JUST as we all hoped life was getting back to normal after two horrible years, this dreadful virus is acting like the baddie at the end of a movie who suddenly leaps back to life after you thought he was finished.

Is this going to be an equivalent and deadly twist at the end of the Covid drama?

I am worried about Omicron but I don’t think it is quite as bad as that. Let me give you two reasons why.

Firstly, this time last year virtually no-one had been vaccinated. Now most of us have had two jabs and many of us have had boosters which are 70 per cent-plus effective at stopping transmission and still pretty likely to stop hospital admission.

Within 100 days we will also have a vaccine that is fully effective against the new variant, such has our scientific knowledge advanced. Vaccines are genuinely a game-changer in the fight against any pandemic – and we have come a long way since the start of the pandemic when many doubted a vaccine would be ready for years.

Secondly, we – and the government – have learned a lot in the past two years.

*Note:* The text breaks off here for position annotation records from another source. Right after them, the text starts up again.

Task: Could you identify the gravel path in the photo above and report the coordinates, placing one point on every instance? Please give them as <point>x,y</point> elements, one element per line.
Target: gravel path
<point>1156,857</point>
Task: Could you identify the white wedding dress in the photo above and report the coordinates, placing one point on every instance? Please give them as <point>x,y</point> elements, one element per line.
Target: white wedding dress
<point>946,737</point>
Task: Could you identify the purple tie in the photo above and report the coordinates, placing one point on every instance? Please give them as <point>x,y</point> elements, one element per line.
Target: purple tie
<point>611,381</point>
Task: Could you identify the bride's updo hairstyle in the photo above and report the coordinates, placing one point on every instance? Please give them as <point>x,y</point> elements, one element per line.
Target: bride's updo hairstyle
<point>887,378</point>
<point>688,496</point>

The government knows the best way to head off a lockdown is to act early and the best weapon to do so is immunisation. Hence the prime minister being willing to court unpopularity with his own parliamentary colleagues this week – and his sensible decision to turbo-charge the booster programme.

Could we have done so even earlier? Yes, but given we have put more booster jabs in arms than any other European country (and by some distance) it is not, I think, fair to say the government has been soft-pedalling on the booster programme.

Of course, it is incredibly frustrating for businesses in Waverley to cope with uncertainty once more – but as any business owner knows, when there are risks you don’t fully understand, it is always worth buying time until you do. That is broadly what the government has been doing.

Alas one lesson, however, we do not appear to have learned – along with every other Western country – is the importance of getting vaccines out to developing countries. Omicron may well have emerged after mutating in the body of an immune-compromised South African. Had that person been vaccinated we might not be in the situation we are in now. If ever there was a time that no-one is safe until we are all safe, it is a pandemic.

My biggest worry at the moment is the NHS. With record demand for emergency care in our A&Es, GPs seeing record numbers of patients and 5.8 million people on the waiting list for planned care, it really is facing the toughest of winters.

It goes without saying we should be incredibly grateful for the service NHS and care staff are demonstrating.

But I hope we can turn that recognition into more than just warm words. What we need is a long-term reboot of the health and care system so it really is set up for the challenge not just of pandemics but of an ageing population.

How we do so is what my select committee will be looking at in the next few months, with big reports coming out on cancer, general practice and workforce.

We will get through this particular crisis – but at the cost, I fear, of a totally exhausted front-line workforce. They need to know things are going to get better, just as we all do.